In Brazil, the home of Ayrton Senna and many other famous Formula 1 drivers, I found that the taxi drivers were all highly skilled, fearless and fast. This was probably scarier than driving with someone who hadn’t a clue how to drive a car because everyone was driving this way in heavy traffic. No matter how many lanes of traffic there were a Brazilian taxi driver would use anything and everything available including the sidewalk or median or the ditch or whatever. Right of way belonged to the vehicle whose bumper was 2 inches in front of vehicles traveling the same direction and to the one with the most nerve going in opposite directions. Lane changes were fast and always totally unexpected. In my estimation any Rio taxi driver could easily win every NASCAR event.

In Newfoundland, Canada drivers have to drive slowly during rutting season not because of weather or poor roads, but because a collision with a moose is almost always fatal. In Saudi Arabia you seldom saw road kill, but the worst traffic accident I ever saw was between a truck and a camel. Neither looked very good shape and camels never show proper traffic signals or reflective material, so in poor visibility the danger was real and more common than one would hope.

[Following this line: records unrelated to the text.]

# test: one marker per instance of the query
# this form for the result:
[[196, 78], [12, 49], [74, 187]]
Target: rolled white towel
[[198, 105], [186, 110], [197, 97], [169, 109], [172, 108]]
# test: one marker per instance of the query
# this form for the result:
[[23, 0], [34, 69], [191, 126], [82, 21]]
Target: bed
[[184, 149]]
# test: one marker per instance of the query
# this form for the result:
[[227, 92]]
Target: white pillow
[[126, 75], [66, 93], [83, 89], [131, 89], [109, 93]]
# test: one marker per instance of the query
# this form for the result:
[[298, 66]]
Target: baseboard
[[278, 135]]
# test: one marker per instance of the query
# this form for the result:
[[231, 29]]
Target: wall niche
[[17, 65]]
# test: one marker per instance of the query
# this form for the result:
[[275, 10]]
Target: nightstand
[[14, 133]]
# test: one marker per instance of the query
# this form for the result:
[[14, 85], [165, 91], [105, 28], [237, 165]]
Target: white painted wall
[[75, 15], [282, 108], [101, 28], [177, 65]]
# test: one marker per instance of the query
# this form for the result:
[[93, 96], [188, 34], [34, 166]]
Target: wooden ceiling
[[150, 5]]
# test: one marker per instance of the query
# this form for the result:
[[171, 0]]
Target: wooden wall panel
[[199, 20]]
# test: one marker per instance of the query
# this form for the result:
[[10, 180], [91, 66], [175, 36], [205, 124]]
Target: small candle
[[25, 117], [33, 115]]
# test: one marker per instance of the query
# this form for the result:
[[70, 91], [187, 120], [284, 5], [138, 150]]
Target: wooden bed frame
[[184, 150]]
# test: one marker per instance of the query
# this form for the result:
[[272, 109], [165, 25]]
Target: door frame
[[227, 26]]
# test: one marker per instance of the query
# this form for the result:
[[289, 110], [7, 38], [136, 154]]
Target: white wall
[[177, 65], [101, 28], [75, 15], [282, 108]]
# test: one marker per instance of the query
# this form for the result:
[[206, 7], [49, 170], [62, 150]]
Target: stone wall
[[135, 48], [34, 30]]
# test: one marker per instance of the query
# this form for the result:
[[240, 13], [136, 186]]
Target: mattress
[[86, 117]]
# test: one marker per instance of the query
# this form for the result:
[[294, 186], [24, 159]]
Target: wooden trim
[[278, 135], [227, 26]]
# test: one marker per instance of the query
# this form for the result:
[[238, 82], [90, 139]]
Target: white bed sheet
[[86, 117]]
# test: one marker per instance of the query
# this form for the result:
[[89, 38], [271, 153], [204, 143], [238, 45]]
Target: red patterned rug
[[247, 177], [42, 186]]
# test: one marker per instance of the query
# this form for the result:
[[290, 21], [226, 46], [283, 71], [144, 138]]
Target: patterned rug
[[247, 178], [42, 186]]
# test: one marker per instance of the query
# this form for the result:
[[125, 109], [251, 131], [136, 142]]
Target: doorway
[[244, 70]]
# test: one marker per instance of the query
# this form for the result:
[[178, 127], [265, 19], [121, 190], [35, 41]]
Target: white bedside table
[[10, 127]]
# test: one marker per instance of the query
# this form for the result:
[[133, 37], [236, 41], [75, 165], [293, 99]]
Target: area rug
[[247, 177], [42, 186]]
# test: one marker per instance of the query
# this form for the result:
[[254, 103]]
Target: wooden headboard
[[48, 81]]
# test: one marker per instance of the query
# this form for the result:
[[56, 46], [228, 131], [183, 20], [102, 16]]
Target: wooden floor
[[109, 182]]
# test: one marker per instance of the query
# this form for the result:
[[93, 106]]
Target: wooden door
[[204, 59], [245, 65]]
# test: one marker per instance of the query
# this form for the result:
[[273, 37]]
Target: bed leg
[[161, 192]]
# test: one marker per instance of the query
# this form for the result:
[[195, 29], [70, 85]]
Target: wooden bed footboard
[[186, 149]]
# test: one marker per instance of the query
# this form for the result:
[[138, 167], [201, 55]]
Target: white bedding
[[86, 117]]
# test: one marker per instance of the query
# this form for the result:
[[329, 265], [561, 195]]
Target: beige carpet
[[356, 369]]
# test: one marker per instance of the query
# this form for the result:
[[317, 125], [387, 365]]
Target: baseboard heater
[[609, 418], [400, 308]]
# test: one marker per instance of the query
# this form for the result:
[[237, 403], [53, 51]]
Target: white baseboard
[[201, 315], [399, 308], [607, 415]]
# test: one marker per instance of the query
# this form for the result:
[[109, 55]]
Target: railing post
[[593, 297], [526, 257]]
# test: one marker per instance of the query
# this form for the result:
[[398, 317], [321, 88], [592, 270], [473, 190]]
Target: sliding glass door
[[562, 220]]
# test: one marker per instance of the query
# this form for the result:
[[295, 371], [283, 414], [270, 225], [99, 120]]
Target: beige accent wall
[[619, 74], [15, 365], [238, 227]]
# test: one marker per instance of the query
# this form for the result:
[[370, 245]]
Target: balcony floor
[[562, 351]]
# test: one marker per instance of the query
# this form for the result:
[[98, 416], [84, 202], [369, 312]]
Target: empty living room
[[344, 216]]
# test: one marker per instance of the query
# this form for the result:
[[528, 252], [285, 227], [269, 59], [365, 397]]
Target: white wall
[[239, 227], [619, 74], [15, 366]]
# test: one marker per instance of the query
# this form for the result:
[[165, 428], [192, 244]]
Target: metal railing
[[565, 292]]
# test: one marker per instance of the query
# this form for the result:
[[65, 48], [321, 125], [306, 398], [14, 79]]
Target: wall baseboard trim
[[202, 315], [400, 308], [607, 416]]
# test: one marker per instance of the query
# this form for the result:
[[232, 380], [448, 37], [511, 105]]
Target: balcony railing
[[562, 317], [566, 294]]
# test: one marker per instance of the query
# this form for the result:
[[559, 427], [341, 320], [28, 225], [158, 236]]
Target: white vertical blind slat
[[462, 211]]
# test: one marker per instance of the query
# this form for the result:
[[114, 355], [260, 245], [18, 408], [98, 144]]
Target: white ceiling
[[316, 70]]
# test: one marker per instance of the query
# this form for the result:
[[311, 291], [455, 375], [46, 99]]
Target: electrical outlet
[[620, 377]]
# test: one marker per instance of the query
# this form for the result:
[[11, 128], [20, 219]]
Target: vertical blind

The moral of the story goes something like this: If you work in the oil or mining industry your best chance of dying or being injured is getting to and from work. The chances of dying as a result of terrorist attack is about equal to being struck by lightning and according to the WHO traffic accidents rank #11 on the risk list (heart disease is #1). If you must travel your odds are best if you take public transportation. Prayer is about the only deterrent.